Suter plays in every situation and there are few players in the history of the game who have proven an ability to play a ton of minutes — and play them effectively — like Suter does. That may also be the reason he doesn’t become a finalist again: the voting process tends to favor defensemen with more offensive prowess. However, he won’t win it because he doesn’t have the goal-scoring ability of other Norris competitors like P.K. Subban, Drew Doughty, Shea Weber, and Duncan Keith. But that doesn’t mean he doesn’t deserve to be a finalist again this year.

7. The Wild have four players voted into the All-Star game

The All-Star game is back this season and the Wild will have four players representing the team there. I think Pominville, Vanek, Parise, and Suter are four likely candidates. Koivu or Harding, if he stays in the lineup, are possible, as are some players that might surprise like Jonas Brodin, Coyle, Granlund (especially if he’s on track for 60 points), or Jared Spurgeon.

That speaks to how the Wild have developed. The last time there was an All-Star game the Wild had Koivu selected, though he didn’t play, and Nick Johnson was selected as one of the rookies (that’s the only full season he’s played over a five-year career). In 2011 the Wild had Brent Burns and Martin Havlat voted in. That’s two players, if you’re generous, each year of the last two All-Star games.

In 2012 the Ottawa Senators and the Phildelphia Flyers led the league with four players each. In 2011 the Chicago Blackhawks had four players, as did the Pittsburgh Penguins, if you count the fact that Sidney Crosby and Evgeni Malkin were voted in but were unable to play due to injury. The Wild will tie with other teams for the most players in the game.

That’s it. Seven predictions. Have to it in the comments. I know you disagree and that it’s unlikely that all seven of these happen, but I’m all-in.

1 thought on “The Minnesota Wild: 7 Bold Predictions For Next Season”
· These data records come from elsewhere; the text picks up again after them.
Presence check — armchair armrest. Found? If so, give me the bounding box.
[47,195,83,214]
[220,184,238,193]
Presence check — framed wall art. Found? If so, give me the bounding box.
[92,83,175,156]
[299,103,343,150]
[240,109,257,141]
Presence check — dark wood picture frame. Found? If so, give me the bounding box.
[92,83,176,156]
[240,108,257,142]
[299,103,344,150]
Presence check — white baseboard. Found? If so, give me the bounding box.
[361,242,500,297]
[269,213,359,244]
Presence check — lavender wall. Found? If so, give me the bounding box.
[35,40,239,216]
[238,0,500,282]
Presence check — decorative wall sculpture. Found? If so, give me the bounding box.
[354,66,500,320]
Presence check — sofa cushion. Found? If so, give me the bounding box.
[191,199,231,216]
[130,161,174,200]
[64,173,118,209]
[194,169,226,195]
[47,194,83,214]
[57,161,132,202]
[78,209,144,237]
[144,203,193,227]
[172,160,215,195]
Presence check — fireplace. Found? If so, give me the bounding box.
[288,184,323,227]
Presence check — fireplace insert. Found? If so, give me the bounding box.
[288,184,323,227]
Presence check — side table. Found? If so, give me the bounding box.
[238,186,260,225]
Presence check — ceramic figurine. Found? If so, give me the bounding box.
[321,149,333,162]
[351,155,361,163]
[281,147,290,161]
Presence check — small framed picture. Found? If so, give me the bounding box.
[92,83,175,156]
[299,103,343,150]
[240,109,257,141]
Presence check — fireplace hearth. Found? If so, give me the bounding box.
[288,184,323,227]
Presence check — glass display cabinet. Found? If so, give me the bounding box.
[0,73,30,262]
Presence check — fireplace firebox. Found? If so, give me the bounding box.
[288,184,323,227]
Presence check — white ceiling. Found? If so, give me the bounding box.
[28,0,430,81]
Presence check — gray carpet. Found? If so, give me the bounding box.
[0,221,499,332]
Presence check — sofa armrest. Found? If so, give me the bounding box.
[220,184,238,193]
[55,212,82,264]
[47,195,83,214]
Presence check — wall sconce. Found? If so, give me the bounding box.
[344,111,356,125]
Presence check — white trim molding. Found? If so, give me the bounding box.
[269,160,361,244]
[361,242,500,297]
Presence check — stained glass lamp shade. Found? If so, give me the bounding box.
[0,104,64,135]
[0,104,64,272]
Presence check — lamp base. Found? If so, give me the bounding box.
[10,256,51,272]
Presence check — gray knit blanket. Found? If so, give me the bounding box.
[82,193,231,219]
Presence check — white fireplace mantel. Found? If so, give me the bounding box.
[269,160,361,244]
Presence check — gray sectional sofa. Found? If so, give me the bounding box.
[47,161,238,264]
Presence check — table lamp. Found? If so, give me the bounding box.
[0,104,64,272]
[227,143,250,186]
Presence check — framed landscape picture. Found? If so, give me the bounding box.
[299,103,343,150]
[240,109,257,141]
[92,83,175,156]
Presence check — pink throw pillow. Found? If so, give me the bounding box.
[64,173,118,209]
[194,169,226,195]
  1. Pretty obvious that the Wild will fail to meet every projection. Not only will Zucker stay on the team (due to increased productivity and ice time), Suter won’t come close to the Norris, the Wild won’t break 90 points, the Wild won’t make the postseason, no one on the team will score 30 goals and Vanek’s goal scoring is a career worst. Without Harding or Kuemper stepping up and getting things done, the Wild have gone from Broadway lights to basement dwellers and if Edmonton has anything to say about it, Minnesota might just be at the bottom before this is said and done. Call it coaching, call it management, but the Wild’s late season play never translated to this campaign, a sign that has this 13 year Wild supporter calling ‘fluke’.